"I am really struggling. I am at the 700-800 level."
++ It is important to always check your intended move is no blunder before you play it.
Think about your move. Consider 3 candidate moves. Calculate. Evaluate. Decide.
Then do not play your intended move, but imagine it played on the board.
Check it does not lose any piece or pawn, or run into checkmate. Only then play it.
This little mental discipline alone is enough to reach 1500.
"I tend to play really poor against aggressive and hypermodern openings."
++ You do not win or lose because of the opening, but because of tactical mistakes.
1st game ++ 4...d5? loses a pawn, 5...Nxd5? blunders a knight. Blunder check before you play.
2nd game "I have no clue what I even did wrong"
++ You got your bishop trapped with 4 Ba4? instead of 4 Be2.
3rd game 18 f4? instead of 18 Nc3 blunders a knight.
"what I am missing here" ++ Blunder checking.
I am really struggling. I am at the 700-800 level. I tend to play really poor against aggressive and hypermodern openings. The hypermodern openings in particular are super confusing to me. All the usual explanations just don't make sense to me and maybe I just don't see the pattern.

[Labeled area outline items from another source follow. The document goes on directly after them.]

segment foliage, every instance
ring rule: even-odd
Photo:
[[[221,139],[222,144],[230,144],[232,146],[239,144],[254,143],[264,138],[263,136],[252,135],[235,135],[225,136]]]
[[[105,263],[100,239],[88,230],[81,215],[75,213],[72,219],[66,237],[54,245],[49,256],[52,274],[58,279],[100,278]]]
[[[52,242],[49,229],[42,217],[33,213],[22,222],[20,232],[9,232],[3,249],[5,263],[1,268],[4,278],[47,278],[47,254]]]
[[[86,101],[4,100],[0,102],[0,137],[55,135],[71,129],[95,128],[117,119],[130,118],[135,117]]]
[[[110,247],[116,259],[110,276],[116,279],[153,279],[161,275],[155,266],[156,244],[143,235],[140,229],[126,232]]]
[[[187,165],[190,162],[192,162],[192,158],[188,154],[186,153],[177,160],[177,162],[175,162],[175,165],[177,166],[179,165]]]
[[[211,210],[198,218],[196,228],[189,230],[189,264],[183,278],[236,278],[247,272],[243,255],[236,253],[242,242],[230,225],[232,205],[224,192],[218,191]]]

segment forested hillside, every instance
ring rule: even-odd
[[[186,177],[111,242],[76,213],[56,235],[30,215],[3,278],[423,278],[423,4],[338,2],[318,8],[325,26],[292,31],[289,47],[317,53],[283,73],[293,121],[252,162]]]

This first game is a perfect example of how I am not really appreciating aggressive players. I don't know if I'm just slow or too passive or what
A great example of a game where I play modern and black plays a hypermodern opening. Attacking it just makes no sense to me. I have no clue what I even did wrong here besides not recognizing checkmate at the end. Keep in mind this is a 700 level player I am against.